Educating in an interiority made up of proximality

“Do we educate to achieve serenity and peace?” These are the opening words of this brief, dense book; they end with a black question mark and are surrounded by a white, empty space. In that white space of the question, the reader becomes trapped, suspended, attentive to silent, white emptiness. And calmly. That is where these pages by our friend Txemi Santamaría are taking us.

He is a theologian, a psychologist and a psychotherapist. In short, an educator. I mention the author’s “qualifications” only to highlight the essence and purpose of the book, namely, that we should learn to enter the silent emptiness of the question and there discover what we really are or what we are capable of being, and that we should set out along the road to the depths of ourselves and of everything, to the emptiness and fullness of our being, to the freedom of proximality, to peace. And so let us all be theologians, psychologists, psychotherapists, educators.

Who is really a theo-logian, “someone who talks about God”? Not someone who knows and offers the answers of a so-called “Lord above” [the literal translation of the Basque word “Jaun-goiko”, i.e.”God”], but someone who turns the answers that come from afar into questions that have to be asked by his/her neighbour: “What’s the matter with you? What’s hurting you? For “God” is nothing but the infinite question mark made up of compassionate proximality. Whether we are “believers” or “unbelievers”, we can all truly be theologians, compassionate questioners of what is, peacefully transcending all answers and beliefs.

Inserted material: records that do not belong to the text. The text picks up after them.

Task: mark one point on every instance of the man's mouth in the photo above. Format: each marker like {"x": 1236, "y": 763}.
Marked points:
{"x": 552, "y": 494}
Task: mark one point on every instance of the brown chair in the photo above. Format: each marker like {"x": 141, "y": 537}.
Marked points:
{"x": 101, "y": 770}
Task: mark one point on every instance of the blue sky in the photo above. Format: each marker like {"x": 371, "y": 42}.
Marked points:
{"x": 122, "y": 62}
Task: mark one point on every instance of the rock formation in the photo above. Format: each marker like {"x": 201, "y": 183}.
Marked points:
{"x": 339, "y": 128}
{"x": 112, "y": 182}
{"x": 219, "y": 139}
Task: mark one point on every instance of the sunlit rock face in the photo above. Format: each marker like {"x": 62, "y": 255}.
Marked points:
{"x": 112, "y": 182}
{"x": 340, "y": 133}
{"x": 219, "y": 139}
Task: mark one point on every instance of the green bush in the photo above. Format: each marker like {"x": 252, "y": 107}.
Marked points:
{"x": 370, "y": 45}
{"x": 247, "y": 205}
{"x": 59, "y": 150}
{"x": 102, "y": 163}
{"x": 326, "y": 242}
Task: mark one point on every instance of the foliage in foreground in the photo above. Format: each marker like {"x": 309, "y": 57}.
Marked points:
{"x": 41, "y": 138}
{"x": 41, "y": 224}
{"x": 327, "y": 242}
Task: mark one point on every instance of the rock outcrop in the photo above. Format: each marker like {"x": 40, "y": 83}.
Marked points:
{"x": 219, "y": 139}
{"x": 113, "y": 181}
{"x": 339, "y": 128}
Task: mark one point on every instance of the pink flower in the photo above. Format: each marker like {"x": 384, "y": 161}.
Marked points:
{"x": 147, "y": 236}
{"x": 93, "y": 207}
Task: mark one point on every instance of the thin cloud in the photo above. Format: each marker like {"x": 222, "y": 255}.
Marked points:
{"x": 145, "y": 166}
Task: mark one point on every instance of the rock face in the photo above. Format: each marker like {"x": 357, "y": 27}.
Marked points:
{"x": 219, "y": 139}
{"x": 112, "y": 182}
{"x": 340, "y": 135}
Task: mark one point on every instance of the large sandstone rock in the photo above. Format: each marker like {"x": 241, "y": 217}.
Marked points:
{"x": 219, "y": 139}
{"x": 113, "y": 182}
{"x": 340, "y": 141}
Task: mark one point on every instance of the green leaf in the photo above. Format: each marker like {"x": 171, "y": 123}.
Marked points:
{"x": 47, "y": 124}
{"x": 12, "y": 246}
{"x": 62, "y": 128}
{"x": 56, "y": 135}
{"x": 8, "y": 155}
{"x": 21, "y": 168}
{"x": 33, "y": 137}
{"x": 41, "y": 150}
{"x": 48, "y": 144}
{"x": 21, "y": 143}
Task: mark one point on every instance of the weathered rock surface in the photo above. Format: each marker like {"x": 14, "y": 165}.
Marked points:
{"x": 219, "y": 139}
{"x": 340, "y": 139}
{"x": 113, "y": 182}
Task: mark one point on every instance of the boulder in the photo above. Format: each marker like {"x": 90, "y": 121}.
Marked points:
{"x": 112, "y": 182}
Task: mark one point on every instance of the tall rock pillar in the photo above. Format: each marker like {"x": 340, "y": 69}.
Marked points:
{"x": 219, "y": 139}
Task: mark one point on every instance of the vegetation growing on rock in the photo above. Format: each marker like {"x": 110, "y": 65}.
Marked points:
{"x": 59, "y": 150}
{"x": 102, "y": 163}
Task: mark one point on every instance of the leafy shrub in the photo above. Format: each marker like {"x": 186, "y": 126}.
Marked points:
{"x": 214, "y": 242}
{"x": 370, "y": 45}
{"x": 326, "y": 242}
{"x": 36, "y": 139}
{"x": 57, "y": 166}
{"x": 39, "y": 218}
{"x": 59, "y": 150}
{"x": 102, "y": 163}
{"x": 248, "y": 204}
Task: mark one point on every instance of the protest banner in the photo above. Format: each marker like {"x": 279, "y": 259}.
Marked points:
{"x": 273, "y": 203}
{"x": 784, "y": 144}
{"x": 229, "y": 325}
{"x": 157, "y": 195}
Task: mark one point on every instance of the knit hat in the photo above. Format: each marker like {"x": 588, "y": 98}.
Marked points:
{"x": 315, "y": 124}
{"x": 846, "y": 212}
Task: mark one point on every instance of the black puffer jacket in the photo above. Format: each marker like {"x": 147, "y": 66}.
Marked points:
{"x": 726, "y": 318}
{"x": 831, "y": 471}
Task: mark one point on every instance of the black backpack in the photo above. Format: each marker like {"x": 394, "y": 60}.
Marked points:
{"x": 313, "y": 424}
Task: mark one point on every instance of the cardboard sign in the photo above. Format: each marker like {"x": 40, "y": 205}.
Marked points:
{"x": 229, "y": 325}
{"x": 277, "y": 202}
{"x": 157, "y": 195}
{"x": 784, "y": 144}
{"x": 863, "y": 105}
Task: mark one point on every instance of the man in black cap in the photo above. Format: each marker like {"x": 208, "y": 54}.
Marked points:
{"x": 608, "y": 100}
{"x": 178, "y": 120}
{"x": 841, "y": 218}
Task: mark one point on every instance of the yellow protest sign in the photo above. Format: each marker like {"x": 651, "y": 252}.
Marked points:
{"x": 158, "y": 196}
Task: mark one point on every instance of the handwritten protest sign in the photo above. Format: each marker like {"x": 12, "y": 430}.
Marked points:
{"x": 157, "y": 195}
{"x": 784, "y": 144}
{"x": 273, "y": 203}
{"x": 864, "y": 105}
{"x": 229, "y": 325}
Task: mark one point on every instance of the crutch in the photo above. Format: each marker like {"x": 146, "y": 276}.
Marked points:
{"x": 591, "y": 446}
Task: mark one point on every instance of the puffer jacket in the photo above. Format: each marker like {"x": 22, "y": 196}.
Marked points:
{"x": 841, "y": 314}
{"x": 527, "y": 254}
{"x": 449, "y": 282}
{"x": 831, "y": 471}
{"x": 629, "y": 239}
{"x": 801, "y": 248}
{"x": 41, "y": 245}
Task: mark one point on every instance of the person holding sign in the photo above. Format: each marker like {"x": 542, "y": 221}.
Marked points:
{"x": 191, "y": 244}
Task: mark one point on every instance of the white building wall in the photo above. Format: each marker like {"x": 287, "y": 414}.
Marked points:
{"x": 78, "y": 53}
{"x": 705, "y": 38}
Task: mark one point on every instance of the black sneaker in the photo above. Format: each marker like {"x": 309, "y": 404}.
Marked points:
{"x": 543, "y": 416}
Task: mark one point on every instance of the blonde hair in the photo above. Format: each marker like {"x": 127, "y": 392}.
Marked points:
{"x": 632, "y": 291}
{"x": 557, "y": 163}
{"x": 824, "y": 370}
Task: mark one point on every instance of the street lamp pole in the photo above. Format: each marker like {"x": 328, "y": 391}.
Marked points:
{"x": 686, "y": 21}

And who is a psychologist, in other words, an “expert in the human mind or psyche” (intelligence, will, feeling, mysterious memory)? He/she is not, primarily, the academic expert who looks at and explains the sinuous, confusing areas of our problematic nature from the outside, from above; but someone who, enlightened by the awareness of his/her own shadows, has learned in the school of life and compassion, to understand with empathy the weaknesses of the other, to turn the other’s erring ways into directions, to be a humble neighbour of the neighbour, to be a faithful travelling companion. Because only by knowing ourselves deeply will we be able to understand our neighbour, and vice versa, only by knowing our neighbour will we be able to understand ourselves.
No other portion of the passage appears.